The UCD Centre for Cultural Analytics

The Centre for Gender, Feminisms and Sexualities

The CGFS is co-directed by Associate Professor Anne Mulhall, has at its core an interdisciplinary vision spanning the Arts & Humanities and Social Sciences with the aim of fostering and facilitating multi-disciplinary research and collaboration focused on the changing construction of gender and gender relations and theories of power, identities and sexualities. Active engagement with activists, social movements and civil society organisations and activities to effect social change are central principles. CGFS serves as a forum for graduate students and postdoctoral fellows working in gender and sexuality studies.

UCD Centre for Gender, Feminisms & Sexualities

The Centre for Canadian Studies

The CCS is directed by Dr.
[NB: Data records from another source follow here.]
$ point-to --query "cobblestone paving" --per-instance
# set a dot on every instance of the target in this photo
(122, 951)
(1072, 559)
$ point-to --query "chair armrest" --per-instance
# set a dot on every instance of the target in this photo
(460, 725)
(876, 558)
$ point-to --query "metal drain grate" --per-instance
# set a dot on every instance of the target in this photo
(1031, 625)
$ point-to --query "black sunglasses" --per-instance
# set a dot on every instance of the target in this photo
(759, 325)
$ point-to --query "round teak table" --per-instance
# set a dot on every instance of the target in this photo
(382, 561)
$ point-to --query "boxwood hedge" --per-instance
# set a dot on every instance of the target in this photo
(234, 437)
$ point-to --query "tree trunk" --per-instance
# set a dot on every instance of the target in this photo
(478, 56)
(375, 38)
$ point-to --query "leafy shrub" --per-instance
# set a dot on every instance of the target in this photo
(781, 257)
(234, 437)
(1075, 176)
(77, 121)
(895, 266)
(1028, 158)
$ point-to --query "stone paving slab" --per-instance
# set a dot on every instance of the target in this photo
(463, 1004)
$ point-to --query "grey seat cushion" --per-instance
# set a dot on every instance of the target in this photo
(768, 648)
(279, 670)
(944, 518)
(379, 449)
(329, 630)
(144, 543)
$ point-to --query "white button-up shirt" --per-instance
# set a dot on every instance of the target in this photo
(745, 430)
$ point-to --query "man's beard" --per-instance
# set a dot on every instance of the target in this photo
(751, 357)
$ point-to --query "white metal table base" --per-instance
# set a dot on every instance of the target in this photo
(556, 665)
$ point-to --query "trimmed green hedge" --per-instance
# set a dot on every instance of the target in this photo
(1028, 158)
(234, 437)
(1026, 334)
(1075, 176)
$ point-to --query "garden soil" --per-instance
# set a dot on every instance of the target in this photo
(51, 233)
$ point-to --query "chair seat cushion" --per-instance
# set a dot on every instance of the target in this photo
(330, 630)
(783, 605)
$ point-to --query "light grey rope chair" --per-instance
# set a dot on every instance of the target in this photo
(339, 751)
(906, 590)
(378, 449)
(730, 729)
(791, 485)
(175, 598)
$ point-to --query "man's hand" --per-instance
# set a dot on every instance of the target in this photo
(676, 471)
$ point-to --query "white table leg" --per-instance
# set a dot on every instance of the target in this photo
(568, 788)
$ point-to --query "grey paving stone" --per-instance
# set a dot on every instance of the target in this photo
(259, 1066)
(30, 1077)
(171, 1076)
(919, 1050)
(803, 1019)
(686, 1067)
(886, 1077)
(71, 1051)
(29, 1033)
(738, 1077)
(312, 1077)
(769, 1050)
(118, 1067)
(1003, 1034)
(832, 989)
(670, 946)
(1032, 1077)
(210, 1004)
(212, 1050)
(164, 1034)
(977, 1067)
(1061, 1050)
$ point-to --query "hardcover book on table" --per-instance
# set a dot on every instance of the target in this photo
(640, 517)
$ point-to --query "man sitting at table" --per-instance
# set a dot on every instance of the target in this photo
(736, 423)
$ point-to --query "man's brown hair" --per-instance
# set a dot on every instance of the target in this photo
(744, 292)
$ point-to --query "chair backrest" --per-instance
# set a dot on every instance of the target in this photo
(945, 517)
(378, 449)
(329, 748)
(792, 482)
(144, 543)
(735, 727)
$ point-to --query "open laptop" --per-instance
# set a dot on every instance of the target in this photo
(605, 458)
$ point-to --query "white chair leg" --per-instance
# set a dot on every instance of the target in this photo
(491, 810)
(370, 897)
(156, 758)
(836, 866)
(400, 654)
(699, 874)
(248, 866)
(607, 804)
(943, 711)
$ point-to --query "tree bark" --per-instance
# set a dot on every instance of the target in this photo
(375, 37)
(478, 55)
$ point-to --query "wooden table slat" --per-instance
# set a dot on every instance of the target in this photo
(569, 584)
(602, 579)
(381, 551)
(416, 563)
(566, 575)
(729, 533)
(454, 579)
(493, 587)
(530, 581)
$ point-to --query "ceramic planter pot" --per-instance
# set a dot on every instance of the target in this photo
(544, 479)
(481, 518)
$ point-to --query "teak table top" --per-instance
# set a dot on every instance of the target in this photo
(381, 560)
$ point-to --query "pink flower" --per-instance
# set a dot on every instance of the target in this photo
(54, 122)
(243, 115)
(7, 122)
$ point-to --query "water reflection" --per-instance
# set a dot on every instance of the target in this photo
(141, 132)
Paul Halferty and housed in the School of English, Drama and Film, and serves as a forum for academic research and teaching in the interdisciplinary field of Canadian Studies. It offers selected modules in Canadian Studies, and supports the research and teaching of the annual visiting Craig Dobbin Chair in Canadian Studies. The Centre has hosted multiple high-visibility conferences and events, with the aim of bringing practitioners and academics into dialogue and connecting Canadian and Irish literature and culture. Recent events include the 2020 lecture series highlighting indigenous identities and cultures in Canada, and the high-profile literary festival Imagining: Home, featuring the Irish and Canadian writers Atwood, Banville, Donoghue, Enright, Glendinning, and McGuinness.

Canadian flag

The UCD James Joyce Research Centre

The JJRC, directed by Professor Anne Fogarty, was established in 2006 to promote research on the work of James Joyce.  It offers MA modules and PhD degrees in Joyce Studies and also runs a programme of activities devoted to advancing international academic exchange and public debate about the many facets of Joyce’s legacy. The Centre publishes the Dublin James Joyce Journal and hosts the prestigious and popular international James Joyce Summer School.